Methods
With the aim to identify all publications in which a HPV vaccination was
given in addition to the standard treatment for cervical dysplasia, we
conducted an extensive search with a medical librarian of the literature
from inception till 1th of august 2019 using the following databases:
Pubmed, Medline and the Cochrane library. The search strategies
contained various combinations of keywords and MeSH headings:
Papillomavirus vaccines, HPV vaccine, human papilloma virus vaccination,
Papillomaviridae, HPV, LEEP, conization, CIN, surgical therapy and
biopsy. The search strategy is presented in appendix S1.

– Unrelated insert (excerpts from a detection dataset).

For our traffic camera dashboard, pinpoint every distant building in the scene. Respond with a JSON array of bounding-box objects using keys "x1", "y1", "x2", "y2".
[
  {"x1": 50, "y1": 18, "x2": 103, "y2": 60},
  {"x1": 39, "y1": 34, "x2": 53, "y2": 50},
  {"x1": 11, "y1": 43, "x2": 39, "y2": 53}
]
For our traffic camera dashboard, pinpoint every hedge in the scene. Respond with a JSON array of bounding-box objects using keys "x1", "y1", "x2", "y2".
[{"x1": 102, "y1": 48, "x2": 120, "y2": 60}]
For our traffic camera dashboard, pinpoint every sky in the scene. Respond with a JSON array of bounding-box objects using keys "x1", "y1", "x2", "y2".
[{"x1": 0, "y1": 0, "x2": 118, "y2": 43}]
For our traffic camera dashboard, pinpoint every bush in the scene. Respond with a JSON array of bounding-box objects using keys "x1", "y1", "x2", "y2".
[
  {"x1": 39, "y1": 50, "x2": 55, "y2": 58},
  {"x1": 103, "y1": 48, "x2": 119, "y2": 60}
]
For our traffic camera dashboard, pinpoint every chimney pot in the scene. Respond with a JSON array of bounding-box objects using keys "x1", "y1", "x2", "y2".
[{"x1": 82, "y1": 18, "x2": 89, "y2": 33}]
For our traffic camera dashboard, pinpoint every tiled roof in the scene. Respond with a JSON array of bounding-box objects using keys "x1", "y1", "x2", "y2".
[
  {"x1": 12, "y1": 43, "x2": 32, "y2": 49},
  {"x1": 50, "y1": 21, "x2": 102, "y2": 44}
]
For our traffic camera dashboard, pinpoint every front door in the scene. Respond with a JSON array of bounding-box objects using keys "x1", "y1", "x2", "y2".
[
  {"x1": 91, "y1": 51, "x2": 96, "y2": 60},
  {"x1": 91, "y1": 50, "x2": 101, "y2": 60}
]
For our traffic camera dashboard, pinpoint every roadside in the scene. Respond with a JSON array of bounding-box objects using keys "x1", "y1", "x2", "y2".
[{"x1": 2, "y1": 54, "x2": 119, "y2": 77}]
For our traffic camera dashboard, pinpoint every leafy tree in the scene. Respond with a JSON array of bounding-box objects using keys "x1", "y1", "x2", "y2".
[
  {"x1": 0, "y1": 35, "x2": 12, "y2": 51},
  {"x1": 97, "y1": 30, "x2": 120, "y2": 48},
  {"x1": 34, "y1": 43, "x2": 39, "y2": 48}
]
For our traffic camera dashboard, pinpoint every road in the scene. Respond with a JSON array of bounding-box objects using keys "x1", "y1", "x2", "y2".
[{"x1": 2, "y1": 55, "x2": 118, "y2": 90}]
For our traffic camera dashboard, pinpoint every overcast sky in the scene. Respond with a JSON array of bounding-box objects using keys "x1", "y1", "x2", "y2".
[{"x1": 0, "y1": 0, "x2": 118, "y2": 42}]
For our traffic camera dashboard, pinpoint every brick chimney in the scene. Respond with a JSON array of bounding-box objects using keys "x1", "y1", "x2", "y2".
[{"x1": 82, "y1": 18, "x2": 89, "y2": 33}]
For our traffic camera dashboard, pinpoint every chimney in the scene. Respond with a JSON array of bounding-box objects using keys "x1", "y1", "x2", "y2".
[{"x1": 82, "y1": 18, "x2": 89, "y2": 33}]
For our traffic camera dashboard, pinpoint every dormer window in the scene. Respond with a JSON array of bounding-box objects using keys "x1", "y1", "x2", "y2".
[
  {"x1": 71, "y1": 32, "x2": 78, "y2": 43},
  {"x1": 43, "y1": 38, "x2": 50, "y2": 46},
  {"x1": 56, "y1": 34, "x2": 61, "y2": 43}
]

Eligible studies were human studies published in English or Dutch,
without any restriction on study design. All articles that described the
effect of vaccination in addition to a surgical treatment such as LEEP,
conization, cone biopsy or other surgical therapy for cervical
intra-epithelial neoplasia (CIN I-II-III) or high grade squamous
intraepithelial lesion (HSIL) could be included. No limitation were made
on age, number of sexual partners, HPV-type or prior treatment for HPV
related diseases. Studies on HIV were excluded.

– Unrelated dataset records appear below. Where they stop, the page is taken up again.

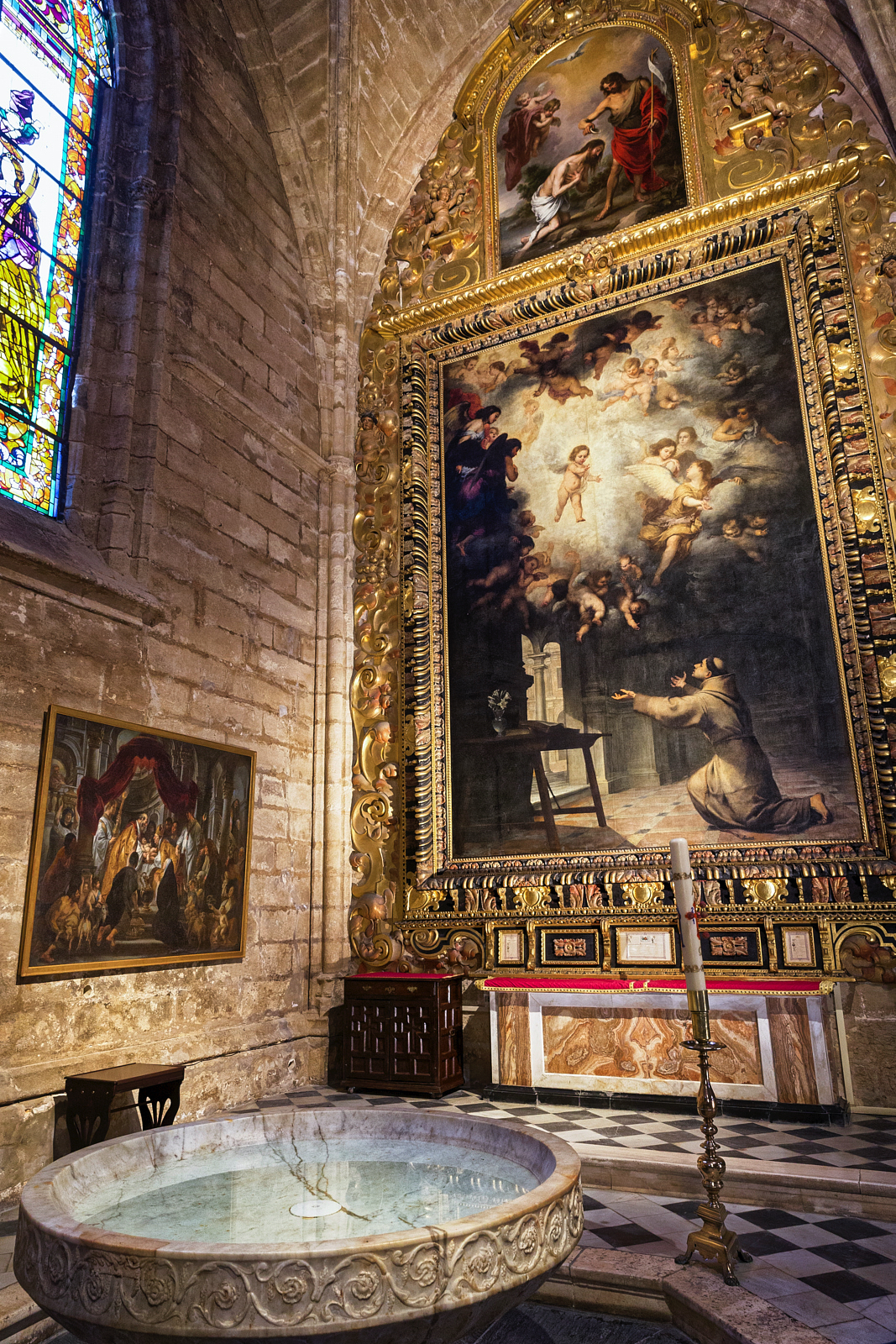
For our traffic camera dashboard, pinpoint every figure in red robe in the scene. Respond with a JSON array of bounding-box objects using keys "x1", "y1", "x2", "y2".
[
  {"x1": 579, "y1": 70, "x2": 669, "y2": 219},
  {"x1": 501, "y1": 89, "x2": 560, "y2": 191}
]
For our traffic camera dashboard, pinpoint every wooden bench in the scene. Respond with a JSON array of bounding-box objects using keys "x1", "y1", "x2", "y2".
[{"x1": 65, "y1": 1064, "x2": 184, "y2": 1153}]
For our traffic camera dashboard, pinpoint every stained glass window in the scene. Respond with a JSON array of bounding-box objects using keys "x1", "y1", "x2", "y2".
[{"x1": 0, "y1": 0, "x2": 112, "y2": 516}]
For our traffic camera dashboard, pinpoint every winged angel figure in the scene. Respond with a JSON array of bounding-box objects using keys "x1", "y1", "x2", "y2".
[{"x1": 626, "y1": 439, "x2": 744, "y2": 587}]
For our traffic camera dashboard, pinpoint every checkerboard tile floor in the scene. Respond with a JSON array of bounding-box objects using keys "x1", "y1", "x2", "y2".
[
  {"x1": 579, "y1": 1189, "x2": 896, "y2": 1344},
  {"x1": 235, "y1": 1086, "x2": 896, "y2": 1171}
]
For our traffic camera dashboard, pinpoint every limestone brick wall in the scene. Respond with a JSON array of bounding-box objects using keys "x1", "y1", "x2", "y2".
[{"x1": 0, "y1": 0, "x2": 349, "y2": 1199}]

The titles and abstracts of all the citations retrieved by the searches
were screened for relevance independently and separately by two of the
authors (RL and WH). The full texts of the resulting articles were
assessed on their relevance to this review. In case of disagreement, the
third author (HB) assessed the relevance as well. The references of
selected publications were checked on relevant other publications. The
following details were sourced: Author, year of publication, age, study
type, sample size, recurrence rate of cervical dysplasia after treatment
and vaccination with a HPV vaccine. A random effect model is used to
calculate the pooled effect size, anticipating heterogeneity between
studies. Categorical data were summarized using the Mantel-Haenszel Risk
Ratio (RR) with 95% confidence intervals (CI). Heterogeneity was
calculated using the I² statistic. Meta-analysis was performed using the
software “Review Manager” version 5.3 from the Cochrane Collaboration.
Risk of bias was assessed using the modified Downs and Black (D&B)

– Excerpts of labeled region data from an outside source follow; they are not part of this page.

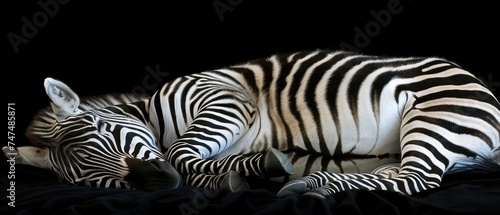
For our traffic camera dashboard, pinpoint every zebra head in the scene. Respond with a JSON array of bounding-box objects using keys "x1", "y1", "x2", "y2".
[{"x1": 4, "y1": 78, "x2": 181, "y2": 190}]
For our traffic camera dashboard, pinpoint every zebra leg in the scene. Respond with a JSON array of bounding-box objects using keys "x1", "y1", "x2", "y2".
[
  {"x1": 184, "y1": 171, "x2": 250, "y2": 193},
  {"x1": 277, "y1": 171, "x2": 384, "y2": 197},
  {"x1": 290, "y1": 108, "x2": 450, "y2": 197},
  {"x1": 166, "y1": 144, "x2": 294, "y2": 177}
]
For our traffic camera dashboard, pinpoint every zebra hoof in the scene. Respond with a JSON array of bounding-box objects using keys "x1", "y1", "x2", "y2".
[
  {"x1": 276, "y1": 180, "x2": 310, "y2": 198},
  {"x1": 262, "y1": 148, "x2": 295, "y2": 177},
  {"x1": 219, "y1": 170, "x2": 250, "y2": 193}
]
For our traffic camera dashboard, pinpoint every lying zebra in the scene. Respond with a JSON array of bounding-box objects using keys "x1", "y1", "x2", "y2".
[{"x1": 4, "y1": 50, "x2": 500, "y2": 196}]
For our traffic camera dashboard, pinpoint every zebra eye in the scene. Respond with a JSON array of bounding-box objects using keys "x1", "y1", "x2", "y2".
[{"x1": 97, "y1": 120, "x2": 106, "y2": 133}]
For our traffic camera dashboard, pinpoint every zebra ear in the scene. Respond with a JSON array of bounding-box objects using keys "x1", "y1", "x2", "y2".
[{"x1": 43, "y1": 78, "x2": 82, "y2": 121}]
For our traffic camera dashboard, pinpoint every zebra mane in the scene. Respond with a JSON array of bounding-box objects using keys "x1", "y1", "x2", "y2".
[{"x1": 25, "y1": 93, "x2": 150, "y2": 146}]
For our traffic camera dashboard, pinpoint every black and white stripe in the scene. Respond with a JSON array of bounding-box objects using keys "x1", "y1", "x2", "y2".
[
  {"x1": 25, "y1": 50, "x2": 500, "y2": 196},
  {"x1": 150, "y1": 51, "x2": 500, "y2": 194}
]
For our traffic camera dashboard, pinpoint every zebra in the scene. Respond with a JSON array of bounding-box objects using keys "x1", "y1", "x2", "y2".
[{"x1": 4, "y1": 50, "x2": 500, "y2": 197}]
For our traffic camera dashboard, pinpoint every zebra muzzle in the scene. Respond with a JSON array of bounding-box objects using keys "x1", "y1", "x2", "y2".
[{"x1": 124, "y1": 158, "x2": 182, "y2": 191}]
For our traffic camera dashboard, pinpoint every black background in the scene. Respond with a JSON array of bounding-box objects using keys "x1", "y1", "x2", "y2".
[{"x1": 1, "y1": 0, "x2": 500, "y2": 163}]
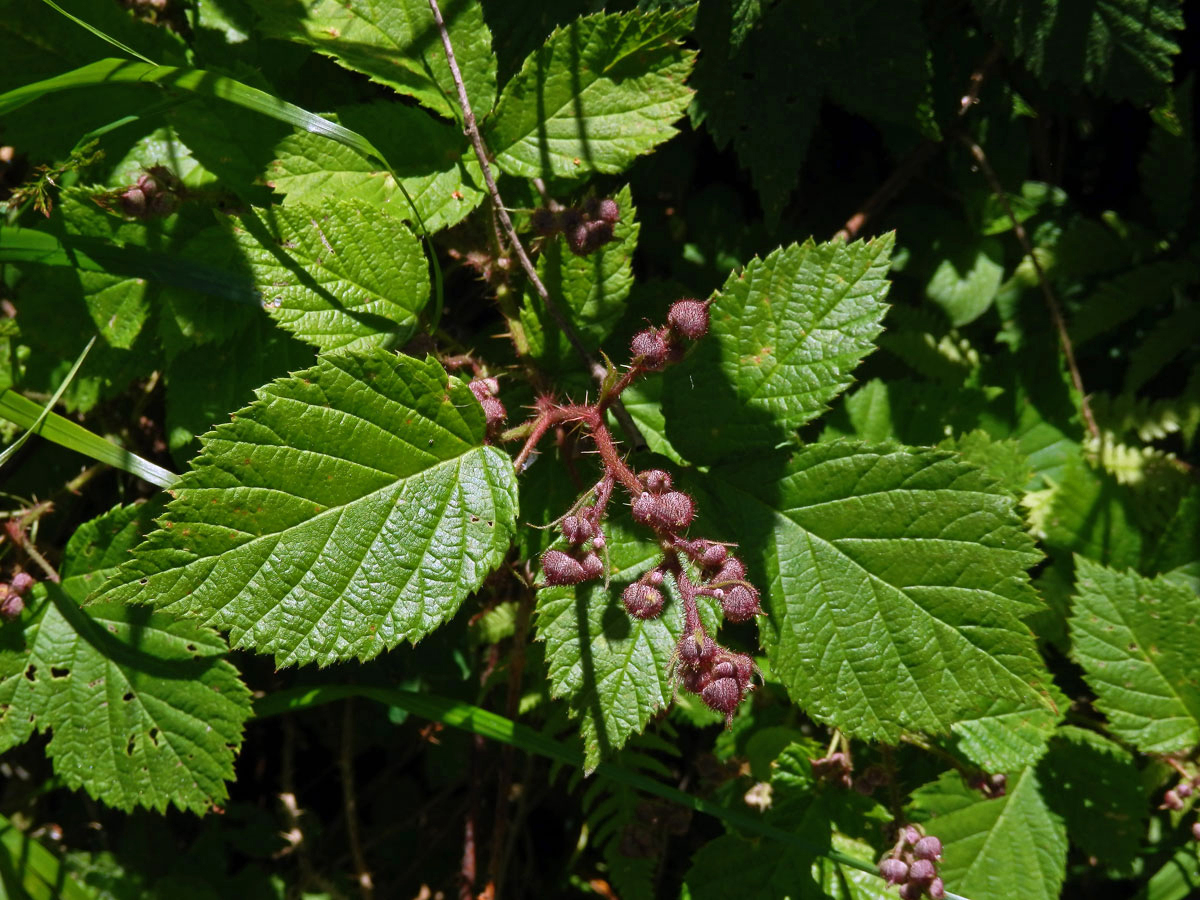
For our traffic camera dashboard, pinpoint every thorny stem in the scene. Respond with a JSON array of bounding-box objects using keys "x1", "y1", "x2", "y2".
[
  {"x1": 430, "y1": 0, "x2": 646, "y2": 449},
  {"x1": 959, "y1": 132, "x2": 1100, "y2": 440}
]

scale. The Downs and Black scale is also suitable for non-randomised
trials (20). We used the checklist to score the reporting, the internal
validity and external validity of the eligible studies. A High score
indicates a better methodological quality. A score of 19 or higher
indicates a high quality of the study as used in other studies (21).
Whereas a score of <19 considered to be of low quality (See
online supplementary table S2). The quality assessments of the included
studies were used to categorize the level of evidence. We scored all
studies below 19 and were subsequently methodologic of low quality.